Serie: CEO im Gespräch
«Prävention gewinnt an Bedeutung»
Autor: PHILIPP KISSLING
Stefan Wälti über Wachstumschancen, den Einfluss von Influencern und das Markenbewusstsein der Konsumentinnen und Konsumenten.
Stefan Wälti, lebt man automatisch gesund, wenn man in der Gesundheitsbranche arbeitet?
Wer in unserer Branche tätig ist und sich täglich mit Menschen und Produkten beschäftigt, hat sicher ein hohes Bewusstsein zum Thema Wohlbefinden. Auch in der Rolle der Arbeitgeberin sind wir durch die Branche geprägt. Wir wollen ein Umfeld mit Raum für Verantwortung, Eigeninitiative und Freude schaffen sowie eine Kultur, in die sich die Mitarbeitenden einbringen können.
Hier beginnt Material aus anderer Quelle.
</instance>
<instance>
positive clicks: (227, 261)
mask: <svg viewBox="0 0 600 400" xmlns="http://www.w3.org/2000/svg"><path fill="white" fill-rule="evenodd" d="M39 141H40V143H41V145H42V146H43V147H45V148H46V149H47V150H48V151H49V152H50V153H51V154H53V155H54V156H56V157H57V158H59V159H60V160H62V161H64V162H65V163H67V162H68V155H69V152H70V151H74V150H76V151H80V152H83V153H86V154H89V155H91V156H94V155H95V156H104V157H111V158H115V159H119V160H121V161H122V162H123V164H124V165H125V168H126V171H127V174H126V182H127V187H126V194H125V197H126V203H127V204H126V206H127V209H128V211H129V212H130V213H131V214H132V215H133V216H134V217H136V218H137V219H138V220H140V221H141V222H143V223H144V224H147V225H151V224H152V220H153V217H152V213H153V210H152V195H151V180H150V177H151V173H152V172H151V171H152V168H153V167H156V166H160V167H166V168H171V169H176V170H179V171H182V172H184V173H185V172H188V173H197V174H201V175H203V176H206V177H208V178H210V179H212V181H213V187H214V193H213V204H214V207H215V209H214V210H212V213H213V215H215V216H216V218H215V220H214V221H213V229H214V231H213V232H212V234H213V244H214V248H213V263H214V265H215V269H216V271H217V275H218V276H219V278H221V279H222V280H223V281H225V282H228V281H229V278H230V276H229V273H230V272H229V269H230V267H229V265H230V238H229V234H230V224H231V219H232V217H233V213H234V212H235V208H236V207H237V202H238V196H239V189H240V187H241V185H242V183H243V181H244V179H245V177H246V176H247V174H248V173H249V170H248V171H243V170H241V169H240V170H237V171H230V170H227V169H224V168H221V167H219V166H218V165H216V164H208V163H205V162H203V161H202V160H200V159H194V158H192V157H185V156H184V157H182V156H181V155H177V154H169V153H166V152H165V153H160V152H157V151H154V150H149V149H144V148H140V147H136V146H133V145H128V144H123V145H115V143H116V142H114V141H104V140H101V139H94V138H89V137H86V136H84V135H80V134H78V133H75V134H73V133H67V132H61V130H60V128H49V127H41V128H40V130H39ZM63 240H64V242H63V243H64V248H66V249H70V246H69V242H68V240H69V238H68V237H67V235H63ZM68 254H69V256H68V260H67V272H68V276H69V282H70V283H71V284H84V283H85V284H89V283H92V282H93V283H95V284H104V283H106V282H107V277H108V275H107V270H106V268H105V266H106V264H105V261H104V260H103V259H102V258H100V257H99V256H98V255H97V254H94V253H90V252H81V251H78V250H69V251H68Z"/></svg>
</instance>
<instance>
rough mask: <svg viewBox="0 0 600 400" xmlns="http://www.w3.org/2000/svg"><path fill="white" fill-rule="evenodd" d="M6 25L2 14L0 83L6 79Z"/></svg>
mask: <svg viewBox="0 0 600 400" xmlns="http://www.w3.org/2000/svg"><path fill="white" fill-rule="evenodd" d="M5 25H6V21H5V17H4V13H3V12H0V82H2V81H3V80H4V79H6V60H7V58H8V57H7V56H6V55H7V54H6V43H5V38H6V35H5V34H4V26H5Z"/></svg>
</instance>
Welche Mittel halten Sie für unverzichtbar?
Da wir ein breites Sortiment für fast alle Bedürfnisse anbieten, führe ich eine entsprechend gut dotierte Hausapotheke. Sie enthält vom Schmerz- über Erkältungsmittel hin zu Dingen, die beim Wandern nützlich sein können sowie Probiotika. Zu meinen Favoriten gehören unter anderem Produkte der Marken Algifor, Triofan, Perskindol und Anti-Brumm.
Verfora positioniert sich als «erste Wahl für Gesundheit, Schönheit und Wohlbefinden». Wo sehen Sie Wachstumspotenzial?
Prävention gewinnt an Bedeutung. Menschen versuchen zunehmend, ihre Gesundheit zu fördern und Krankheiten vorzubeugen. Das wird verstärkt durch neue Technologien, ein wachsendes Gesundheitsbewusstsein und den Fokus auf den Lebensstil wie Ernährung und Bewegung. Was sich zudem stark entwickelt, sind die dermo-kosmetischen Brands, die vor allem in Apotheken und Drogerien erhältlich sind und von Influencern im Internet beworben werden.
Werben Sie selber aktiv mit Influencern?
In bescheidenem Ausmass. In der Dermo-Kosmetik setzen wir auf Schweizer Influencerinnen, im OTC-Bereich sind wir in der Test- und Lernphase. Die reichweitenstarken Influencer kommen vor allem aus grossen Ländern wie Deutschland, Frankreich und den USA. Es ist erstaunlich, welche Dynamik entstehen kann. Das zeigt ein Beispiel aus Deutschland, als Influencer das Thema Blähungen und «flacher Bauch» aufgriffen und zeigten, wie Omni-Biotic die Darmflora positiv beeinflusst. Das Thema stiess auf grosses Interesse, worauf die Nachfrage nach dem Produkt merklich anstieg, besonders auch im Schweizer Fachhandel.
Verfora wurde 1951 «von Apothekern für Apotheker» gegründet. Wie hat sich die Dienstleistung seither entwickelt?
Die differenzierteren Bedürfnisse der Konsumentinnen und Konsumenten erfordern spezifischere Produkte und eine entsprechende Beratung. Grundsätzlich müssen wir nach wie vor die richtigen Produkte zu marktgerechten Konditionen anbieten, sinnvolle Innovationen lancieren und mit Schulungen mithelfen, dass der Fachhandel die hohe Fachkompetenz bewahren kann.
Marken sind omnipräsent und beeinflussen uns bewusst und unbewusst. Auch im Gesundheitsmarkt?
Jein. Man muss nach Kategorie unterscheiden. Rund die Hälfte der Konsumentinnen und Konsumenten weiss, was sie beim Gang in die Apotheke will. Der Rest kommt mit dem Problem und benötigt Beratung. Die Leute müssen einem Produkt vertrauen können, denn es geht ja um ihre Gesundheit. Die Marke ist deshalb schon etwas Wichtiges.
Was wollten Sie als Bub werden?
Das änderte laufend. Ich spielte Tennis und bewunderte Andre Agassi, Jim Courier und Pete Sampras, also träumte ich davon, Tennisprofi zu werden. Auf der anderen Seite sah ich schon früh den Reiz darin, mit anderen Menschen gemeinsam Dinge zu bewegen und etwas Sinnvolles zu machen. Die Gesundheitsbranche passt da natürlich gut.